一方で、主に海底で発生する地震に伴う海底地盤の変動などにより引き起こされる津波は、湾の入り口付近が狭く内側が広い東京湾の場合、最奥に位置する東京港には津波は伝わりづらく、影響を受けにくいとされている。
そのため東京湾には、水門、陸こう、防波堤、排水機場など防災機能を持つ海岸保全施設は低地帯を囲うように設置され、浸水被害を日常的に防いでいる。

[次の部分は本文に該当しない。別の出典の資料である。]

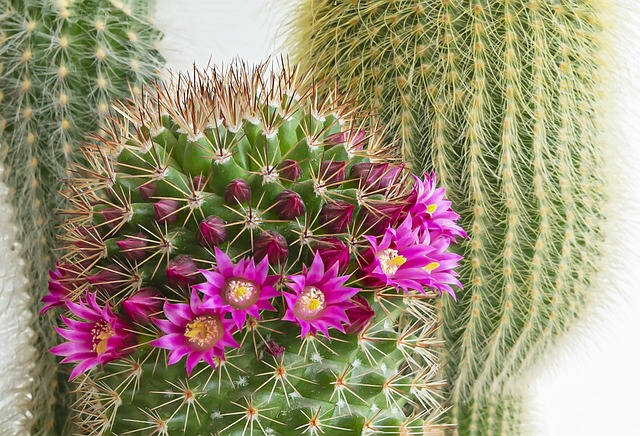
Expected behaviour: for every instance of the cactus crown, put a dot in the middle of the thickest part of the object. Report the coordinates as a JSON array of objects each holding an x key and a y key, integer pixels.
[{"x": 239, "y": 218}]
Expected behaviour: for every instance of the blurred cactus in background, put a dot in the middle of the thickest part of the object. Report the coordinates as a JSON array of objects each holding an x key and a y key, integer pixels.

運河に設けられた「水門」や陸地での浸水を防ぐ「陸こう」などの管理業務を担うのが、辰巳と港南の二カ所にある高潮対策センターだ。センターでは水門15施設のほか、排水機場2施設、陸こう26施設などを沿岸5区(中央区、港区、江東区、品川区、大田区)に配置し防災体制を敷いている。
水門の開閉操作は高潮対策センターから基本的に遠隔操作で行う。通常は辰巳の高潮対策センターが司令塔となり、港南の第二高潮対策センターとそれぞれの管轄の水門を操作しているが、どちらか一方のセンターが機能しなくなった場合にも、もう一方のセンターが全水門の操作を行うことが可能。この相互バックアップ体制に加え、万が一、両方のセンターからも遠隔操作ができなくなった場合には現地で「機側操作」を行う。一つの門は重さ約70~75tあり、手動により自重で閉門することができる。センターでは20戸の職員住宅を備え、常時、約40分以内に手動で水門を閉める体制を整えている。
海からの水の流入を防ぐため水門を閉めると、雨水・下水などから流入する水によって囲われた内水域の水位が上昇する。その水は水門閉鎖後、排水機場の巨大なポンプにより外水域へ強制排水される。辰巳排水機場では、5基の排水機を備えており、25メートルプール1つ分(約225t)の水を最短約2秒で排水することができる。港湾局が管理する排水機場は全部で2か所、計12台の排水機が設置されている。
高潮は主に、台風などの低気圧の通過や風の拭き寄せによる潮位の上昇を要因として発生する。常に高潮の脅威にさらされている東京湾を、二重三重の備えと設備で守る東京の高潮対策。個人でもハザードマップを参考に水害への備えをしておきたい。